Seharusnya revisi tersebut menjadi instrumen untuk mewujudkan cita-cita yang telah tertera dalam Pasal 33 ayat (3) UUD NRI 1945, bahwa bumi, air, dan kekayaan yang terkandung di dalamnya dikuasai oleh negara untuk kesejahteraan rakyat.
Atau setidaknya mengubah berbagai pasal yang kontroversial, seperti pasal yang menjadi sarana kriminalisasi aktivis dalam membela hak atas lingkungan yang baik dan sehat.
Tetapi, pada kenyataanya revisi tersebut malah memperluas subjek penerima IUP dan menambah mekanisme prioritas yang bersifat sentralisme tidak transparan dan syarat akan kepentingan investor.
Perluasan izin usaha pertambangan kepada UMKM, Koperasi, dan Ormas Keagamaan menjadi langkah yang sarat kontroversi.
Alih-alih memperkuat ekonomi rakyat kebijakan ini justru membuka celah bagi eksploitasi sumber daya alam yang tidak terkendali.
Membungkam Perguruan Tinggi
Awalnya, perguruan tinggi juga direncanakan mendapatkan izin konsesi tambang, tetapi Pemerintah dan DPR RI menjelaskan bahwa telah menghapus ketentuan tersebut dengan dalih menjaga independensi akademik.
Sebagai gantinya perguruan tinggi kini dipaksa bergantung pada pendanaan dari Badan Usaha Milik Negara (BUMN), Badan Usaha Milik Daerah (BUMD), atau badan usaha swasta yang ditunjuk pemerintah sebagai sebuah skema yang justru memperkuat kontrol negara terhadap dunia akademik.
Alasan dari Pemerintah dan DPR RI tidak bisa diterima begitu saja, pasalnya hingga sampai saat ini draft dari Undang-Undang Keempat tentang Minerba belum disebarluaskan kepada publik.
Meskipun melalui BUMN dan BUMD, ancaman terhadap kebebasan akademik tetap nyata.

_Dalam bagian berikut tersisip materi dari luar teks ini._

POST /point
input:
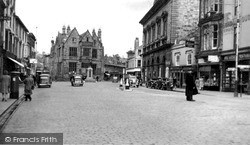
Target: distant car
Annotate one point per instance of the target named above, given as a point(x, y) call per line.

Ketergantungan pada dana hasil tambang berpotensi membungkam perguruan tinggi dan membatasi ruang gerak penelitian yang bertentangan dengan kepentingan ekonomi dan politik penguasa.
Lebih jauh lagi, pemberian izin tambang kepada UMKM dan ormas keagamaan berisiko tinggi mengingat sektor pertambangan bukanlah industri yang bisa dikelola sembarangan.
Tanpa pengalaman dan sumber daya yang memadai risiko kerusakan lingkungan hingga konflik sosial akan semakin sulit dikendalikan.
Indonesia Semakin Terpuruk
Lebih jauh lagi, IUP yang diberikan bukan hanya berpotensi menjadi alat politik tetapi juga membuka ruang bagi eksploitasi terselubung oleh korporasi.
Keputusan Pemerintah bersama DPR RI untuk mengesahkan Revisi Keempat Undang-Undang Minerba ini bukan hanya bentuk pengkhianatan terhadap amanat konstitusi tetapi juga ancaman nyata bagi lingkungan dan masyarakat.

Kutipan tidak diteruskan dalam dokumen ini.